The measurement of the fluorescence quantum yield of FIT PNA:RNA duplexes followed the same protocol as previously reported [30]. The absorbance range of the FIT-PNA duplex determined the choice of reference dye. For example, cresyl violet was used as a reference dye for the BisQ PNA/RNA (1:1) duplex, while fluorescein was employed as a reference dye for the TO PNA/RNA (1:1) duplex.

A serial dilution of FIT-PNA/RNA duplex solutions with an OD smaller than 0.1 at the maximum wavelength was measured to verify that the absorbance maxima remained constant.
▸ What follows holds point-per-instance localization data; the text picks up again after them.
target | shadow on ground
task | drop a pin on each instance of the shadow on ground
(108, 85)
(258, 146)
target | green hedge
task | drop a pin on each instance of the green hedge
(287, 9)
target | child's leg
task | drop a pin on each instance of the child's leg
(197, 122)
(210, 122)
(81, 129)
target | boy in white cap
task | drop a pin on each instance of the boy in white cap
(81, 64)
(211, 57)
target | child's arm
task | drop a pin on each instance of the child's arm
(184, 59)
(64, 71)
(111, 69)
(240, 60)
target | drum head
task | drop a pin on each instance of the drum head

FIT-PNA duplexes with similar heights of absorbance were used to determine the cut point with respect to the reference dye, and this information was used to gather the fluorescence emission spectra (see Supplementary Materials, Figures S9–S12).
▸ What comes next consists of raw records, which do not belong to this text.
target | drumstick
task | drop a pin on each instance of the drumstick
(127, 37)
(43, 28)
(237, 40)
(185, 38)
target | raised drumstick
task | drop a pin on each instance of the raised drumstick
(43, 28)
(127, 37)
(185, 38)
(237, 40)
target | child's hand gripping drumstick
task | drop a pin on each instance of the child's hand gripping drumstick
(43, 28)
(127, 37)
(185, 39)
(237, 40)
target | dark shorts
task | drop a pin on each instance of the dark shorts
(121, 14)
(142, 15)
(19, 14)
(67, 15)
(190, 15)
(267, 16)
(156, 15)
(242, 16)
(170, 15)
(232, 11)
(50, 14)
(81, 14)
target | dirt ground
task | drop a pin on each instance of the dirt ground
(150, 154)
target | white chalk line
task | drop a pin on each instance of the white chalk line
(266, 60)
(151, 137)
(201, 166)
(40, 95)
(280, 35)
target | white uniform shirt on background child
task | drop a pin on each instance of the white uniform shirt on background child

The fluorescence quantum yield was calculated by considering the refractive index (RI) value of the solvents, using the integrated emission value and the OD value at the absorbance maxima of the identical samples. To mitigate the impacts of the inner filter, we employed an optical density (OD) value below 0.1. The quantum yield was calculated using the equation, as detailed in the literature [25].

3.6. Fluorescence Measurements

Fluorescence spectra of FIT-PNAs with/out synthetic RNA were measured using a Jasco FP-6500 Spectrofluorometer (Jasco Inc. Co., Ltd, Tokyo, Japan) with a band width set to 2.5 nm and a response rate of 0.2 s. For BisQ FIT-PNA, excitation was set to 580 nm and the emission spectra were recorded from 588 nm to 750 nm. For TO FIT-PNA (excitation at 499 nm), emission was recorded between 509 and 750 nm.
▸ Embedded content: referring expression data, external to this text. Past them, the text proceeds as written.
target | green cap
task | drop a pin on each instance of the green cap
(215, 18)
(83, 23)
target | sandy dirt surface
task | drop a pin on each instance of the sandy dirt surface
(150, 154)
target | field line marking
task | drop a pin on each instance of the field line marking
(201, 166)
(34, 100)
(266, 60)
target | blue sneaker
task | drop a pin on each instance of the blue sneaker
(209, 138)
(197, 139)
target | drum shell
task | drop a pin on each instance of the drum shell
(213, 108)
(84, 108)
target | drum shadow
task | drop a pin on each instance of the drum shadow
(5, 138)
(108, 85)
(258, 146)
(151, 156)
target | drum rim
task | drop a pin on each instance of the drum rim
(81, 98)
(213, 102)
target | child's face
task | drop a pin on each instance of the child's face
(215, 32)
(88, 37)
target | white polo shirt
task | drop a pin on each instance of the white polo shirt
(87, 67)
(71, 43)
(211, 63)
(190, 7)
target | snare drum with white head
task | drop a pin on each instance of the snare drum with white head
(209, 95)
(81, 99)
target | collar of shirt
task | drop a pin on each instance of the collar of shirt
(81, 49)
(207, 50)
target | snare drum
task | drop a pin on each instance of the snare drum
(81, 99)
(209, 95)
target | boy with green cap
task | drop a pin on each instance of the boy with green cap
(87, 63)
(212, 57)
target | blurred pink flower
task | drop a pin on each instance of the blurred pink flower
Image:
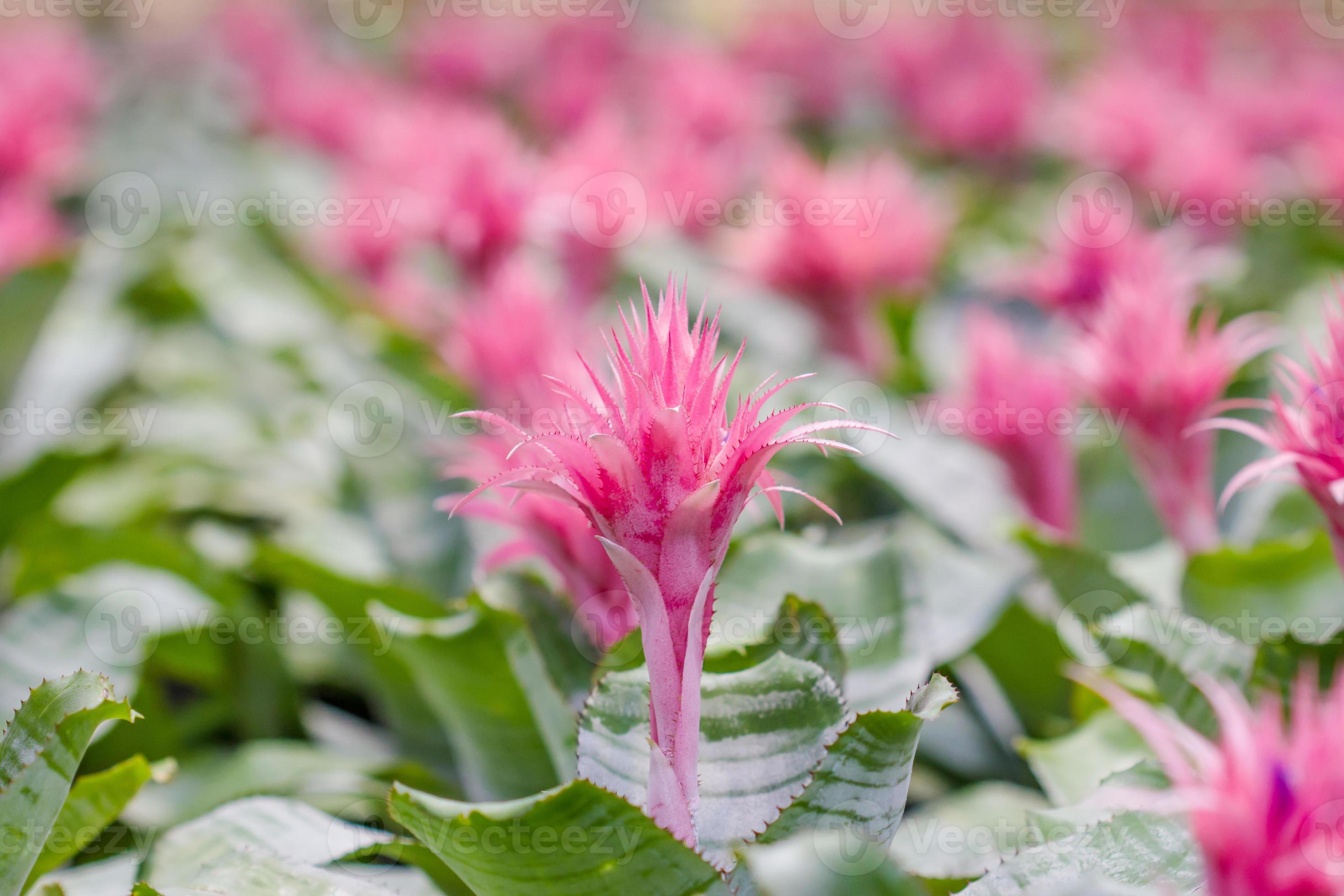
(843, 237)
(1144, 362)
(504, 341)
(30, 230)
(1265, 801)
(1019, 405)
(50, 89)
(578, 68)
(1076, 272)
(965, 85)
(581, 171)
(461, 172)
(1116, 116)
(507, 338)
(1171, 138)
(474, 57)
(291, 86)
(1307, 430)
(777, 41)
(706, 121)
(663, 477)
Solutions of FIT-PNA/FIT-PNAs (1 μM) and synthetic RNA (1 μM) were prepared in 1× PBS. The hybridization of FIT-PNA/FIT-PNAs with synthetic RNA was performed by annealing at 65 °C for 2 min followed by incubation at 37 °C for 2–3 h at a ratio of 1:1. The RNA sequence used was 5′-UAUGUAUGUUG. RNAs with mismatches were TU mm: 5′-UAUGUUUGUUG; TC mm: 5′-UAUGUCUGUUG; TG mm: 5′-UAUGUGUGUUG.

4. Conclusions

In this report, we detail two improved synthetic routes for the synthesis of the BisQ monomer, a red-shifted surrogate base used in the design of RNA/DNA sensors based on the FIT-PNA approach [13]. In comparison to published protocols, one of these synthetic routes that uses the tBu ester aeg-PNA backbone (compound 7) results in an overall yield of 61.4% (compared to 7%). In addition, a direct comparison of a model FIT-PNA with either BisQ or TO highlights the superior biophysical properties of BisQ FIT-PNA in terms of the brightness, quantum yield, and sequence selectivity.